Aku hanya tersenyum menanggapi kalimat bu Endang yang setengah menyindir itu. Rasanya hari ini sangat apes bagiku kenapa pulang kerja bisa ketemu biang gosip desa seperti bu Endang ini. aku mempunyai firasat kalau besok pasti akan ada gosip yang menyebar di desa Sukma Jaya ini.

"Assalamualaikum, ibu Dara pulang bu.”ucapku.

"Walaikumsalam, kok tumben pulang telat nak?” tanya ibuku.

"Sengaja kok karena Dara membelikan televisi baru buat ibu dari gaji pertama Dara, semoga ibu suka ya bu,”jawabku sambil memberikan televisi ke ibuku.

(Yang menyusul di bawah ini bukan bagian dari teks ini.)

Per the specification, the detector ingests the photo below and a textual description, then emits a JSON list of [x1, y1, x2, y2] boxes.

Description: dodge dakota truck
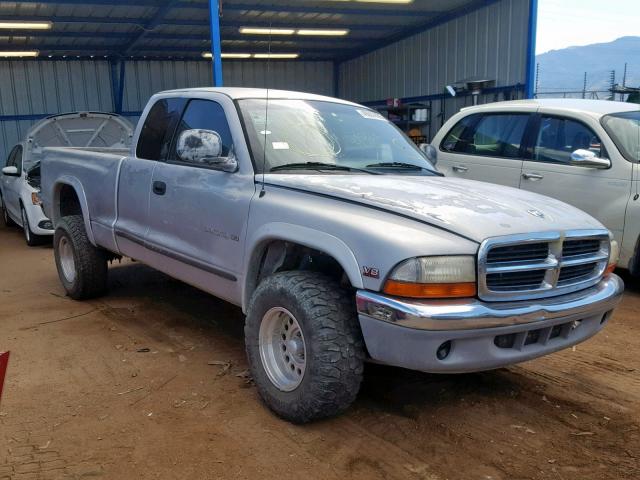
[[41, 88, 624, 423]]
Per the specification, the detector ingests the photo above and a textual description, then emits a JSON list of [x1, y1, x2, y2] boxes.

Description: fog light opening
[[436, 340, 451, 360], [600, 310, 613, 325]]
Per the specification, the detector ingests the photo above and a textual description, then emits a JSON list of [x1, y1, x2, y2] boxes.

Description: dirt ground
[[0, 228, 640, 480]]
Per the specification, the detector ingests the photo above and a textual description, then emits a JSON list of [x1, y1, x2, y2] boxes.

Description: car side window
[[136, 98, 186, 160], [170, 99, 234, 164], [442, 113, 529, 158], [533, 116, 606, 164]]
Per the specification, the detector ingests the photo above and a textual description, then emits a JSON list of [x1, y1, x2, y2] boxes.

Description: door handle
[[153, 181, 167, 195], [522, 173, 544, 181]]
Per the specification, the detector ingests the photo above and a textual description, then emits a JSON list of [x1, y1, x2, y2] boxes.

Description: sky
[[536, 0, 640, 54]]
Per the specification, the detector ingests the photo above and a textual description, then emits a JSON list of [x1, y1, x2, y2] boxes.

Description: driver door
[[146, 98, 255, 301], [2, 145, 23, 219]]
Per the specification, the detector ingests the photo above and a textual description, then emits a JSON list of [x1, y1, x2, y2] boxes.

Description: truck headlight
[[384, 255, 476, 298], [604, 239, 620, 276]]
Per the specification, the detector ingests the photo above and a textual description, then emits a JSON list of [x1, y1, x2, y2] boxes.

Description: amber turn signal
[[384, 280, 476, 298]]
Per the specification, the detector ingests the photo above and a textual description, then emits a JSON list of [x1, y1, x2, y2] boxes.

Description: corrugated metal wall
[[0, 59, 333, 161], [339, 0, 529, 134]]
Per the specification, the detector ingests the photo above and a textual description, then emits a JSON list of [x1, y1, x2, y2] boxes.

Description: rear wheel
[[0, 195, 15, 227], [245, 272, 364, 423], [53, 215, 108, 300], [20, 205, 44, 247]]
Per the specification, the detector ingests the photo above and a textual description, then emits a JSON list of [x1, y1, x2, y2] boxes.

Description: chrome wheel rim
[[20, 208, 31, 242], [259, 307, 307, 392], [58, 237, 76, 283]]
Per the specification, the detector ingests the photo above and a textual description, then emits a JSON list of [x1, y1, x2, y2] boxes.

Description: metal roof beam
[[124, 0, 179, 55], [222, 3, 443, 17], [0, 15, 390, 31], [12, 0, 444, 17]]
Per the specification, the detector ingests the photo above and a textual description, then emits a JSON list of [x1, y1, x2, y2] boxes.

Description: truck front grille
[[478, 230, 610, 301]]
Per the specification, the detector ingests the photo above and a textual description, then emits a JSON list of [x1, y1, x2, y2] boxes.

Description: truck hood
[[265, 174, 604, 242]]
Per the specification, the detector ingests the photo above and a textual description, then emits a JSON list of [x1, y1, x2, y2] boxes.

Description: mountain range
[[536, 37, 640, 93]]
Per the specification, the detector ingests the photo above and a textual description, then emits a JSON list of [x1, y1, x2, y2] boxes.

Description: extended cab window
[[171, 99, 233, 163], [533, 116, 606, 164], [136, 98, 185, 160], [442, 113, 529, 158]]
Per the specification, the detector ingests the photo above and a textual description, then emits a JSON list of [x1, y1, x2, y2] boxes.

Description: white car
[[426, 99, 640, 275], [0, 112, 133, 246]]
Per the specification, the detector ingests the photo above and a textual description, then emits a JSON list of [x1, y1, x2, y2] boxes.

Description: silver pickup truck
[[42, 88, 623, 422]]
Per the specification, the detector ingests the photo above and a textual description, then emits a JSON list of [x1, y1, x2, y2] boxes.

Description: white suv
[[427, 99, 640, 275]]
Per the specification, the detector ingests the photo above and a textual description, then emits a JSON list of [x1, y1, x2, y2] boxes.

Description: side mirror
[[419, 143, 438, 166], [2, 165, 20, 177], [176, 129, 238, 173], [570, 149, 611, 169]]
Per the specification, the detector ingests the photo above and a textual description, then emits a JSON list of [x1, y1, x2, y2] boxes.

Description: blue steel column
[[209, 0, 223, 87], [525, 0, 538, 98]]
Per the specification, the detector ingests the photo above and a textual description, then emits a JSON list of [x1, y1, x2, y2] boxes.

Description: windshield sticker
[[357, 108, 386, 120]]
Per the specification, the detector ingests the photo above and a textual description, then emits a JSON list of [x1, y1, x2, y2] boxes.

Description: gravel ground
[[0, 228, 640, 480]]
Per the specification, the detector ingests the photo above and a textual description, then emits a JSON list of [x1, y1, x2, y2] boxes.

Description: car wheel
[[0, 195, 15, 227], [20, 205, 44, 247], [245, 272, 364, 423], [53, 215, 108, 300]]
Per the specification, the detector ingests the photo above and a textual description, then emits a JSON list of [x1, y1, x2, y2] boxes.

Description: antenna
[[258, 21, 273, 198]]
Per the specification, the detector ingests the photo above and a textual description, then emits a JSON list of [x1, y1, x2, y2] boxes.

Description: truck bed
[[41, 147, 129, 249]]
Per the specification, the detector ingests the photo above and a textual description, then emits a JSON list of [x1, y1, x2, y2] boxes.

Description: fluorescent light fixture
[[222, 53, 251, 58], [296, 28, 349, 37], [253, 53, 300, 60], [0, 50, 40, 57], [202, 52, 251, 58], [0, 21, 53, 30], [355, 0, 413, 3], [240, 27, 296, 35]]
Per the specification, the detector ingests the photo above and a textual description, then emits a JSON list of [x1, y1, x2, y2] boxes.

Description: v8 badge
[[362, 267, 380, 278]]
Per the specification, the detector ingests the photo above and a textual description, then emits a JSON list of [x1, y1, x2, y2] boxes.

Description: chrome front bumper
[[356, 275, 624, 373]]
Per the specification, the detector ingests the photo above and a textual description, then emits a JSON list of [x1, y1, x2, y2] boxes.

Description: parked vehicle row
[[41, 88, 623, 422], [0, 112, 133, 246], [431, 99, 640, 275]]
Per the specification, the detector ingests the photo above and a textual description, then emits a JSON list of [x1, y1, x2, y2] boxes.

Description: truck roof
[[463, 98, 640, 116], [159, 87, 359, 106]]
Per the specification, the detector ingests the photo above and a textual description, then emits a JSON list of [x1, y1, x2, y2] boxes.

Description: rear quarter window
[[136, 98, 186, 160]]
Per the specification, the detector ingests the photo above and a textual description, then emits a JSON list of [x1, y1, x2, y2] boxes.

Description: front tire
[[53, 215, 108, 300], [245, 271, 364, 423]]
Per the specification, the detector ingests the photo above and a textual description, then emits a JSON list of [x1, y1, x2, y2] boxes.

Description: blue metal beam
[[209, 0, 224, 87], [525, 0, 538, 98]]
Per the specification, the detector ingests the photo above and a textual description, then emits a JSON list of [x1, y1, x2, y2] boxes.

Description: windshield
[[602, 111, 640, 162], [238, 99, 437, 175]]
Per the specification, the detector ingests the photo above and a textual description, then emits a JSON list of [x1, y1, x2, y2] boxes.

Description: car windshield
[[238, 99, 439, 175], [602, 111, 640, 162]]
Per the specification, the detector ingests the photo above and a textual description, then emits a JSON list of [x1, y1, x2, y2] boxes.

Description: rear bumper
[[356, 275, 624, 373]]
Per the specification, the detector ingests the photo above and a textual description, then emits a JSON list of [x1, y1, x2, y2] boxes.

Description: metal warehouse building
[[0, 0, 537, 161]]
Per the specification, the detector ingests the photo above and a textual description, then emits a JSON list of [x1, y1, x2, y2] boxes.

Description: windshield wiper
[[367, 162, 443, 176], [269, 162, 380, 175]]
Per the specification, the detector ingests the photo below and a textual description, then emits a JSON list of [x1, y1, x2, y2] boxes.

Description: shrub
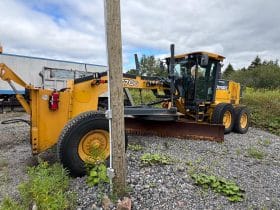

Ibu memelukku dan mengucapkan terima kasih karena sudah membelikan televisi saat petama menerima gaji. Untuk kedepannya ibu mengingatkanku agar menabung untuk mewujudkan apa yang aku impikan. Hari sudah mulai malam keluargaku pun istirahat semua.

Keesokan harinya seperti biasa di warung sayuran milik ibu Sri sudah berkumpul-ibu-ibu yang akan membeli sayuran disana. Termasuk iang gosip desa ini Ibu Endang. Aku sangat malas jika bertemu dengan ibu yang satu ini.

“Ibu-ibu emang ya warga di desa Jati asih ini pada kaya-kaya, siang ada yang membei kulkas, malamnya ada yang membali televisi,” ucap bu Endang sambil memilih sayuran.

"Ya biarin aja, orang beli pakai duit sendiri, nggak nyolong apalagi minta sama tetangga, kalau utang juga dibayar sendiri," sahut bu sri.

Bu Endang tak kehabisan akal ia memuat suasana yang tenang menjadi gaduh lantaran mengucapkan kalimat yang seharusnya tidak terucapkan olehnya. Emang jago bu Endang menggoreng sebuah berita menjadi menarik untuk di dengarkan.

"Duh gajian bukanya ditabung kalau seandainya nanti nikahan nggak ngebebanin orang tua, malah boros beli ini itu," kata Bu Endang lagi.

"Bu Endang yang penting kan nggak ngrepotin ibu, ngapain ibu sibuk ngurusin hidup orang sih," kata bu Sri.

Sibuk menggunjing tetangga yang baru saja membeli televisi, sampai bu Endang tidak sadar jika orang yang digunjing tiba di warung untuk berbelanja sayuran. Keperluan penting para-ibu-ibu memasak untuk keluarga di rumah.

"Eh ada Bu Siti, sekarang nonton tv nya layar lebar dong Bu, nggak tv tabung lagi, semalam saya lihat loh Dara pulang kerja bawa televisi baru," ucap Bu Endang lagi.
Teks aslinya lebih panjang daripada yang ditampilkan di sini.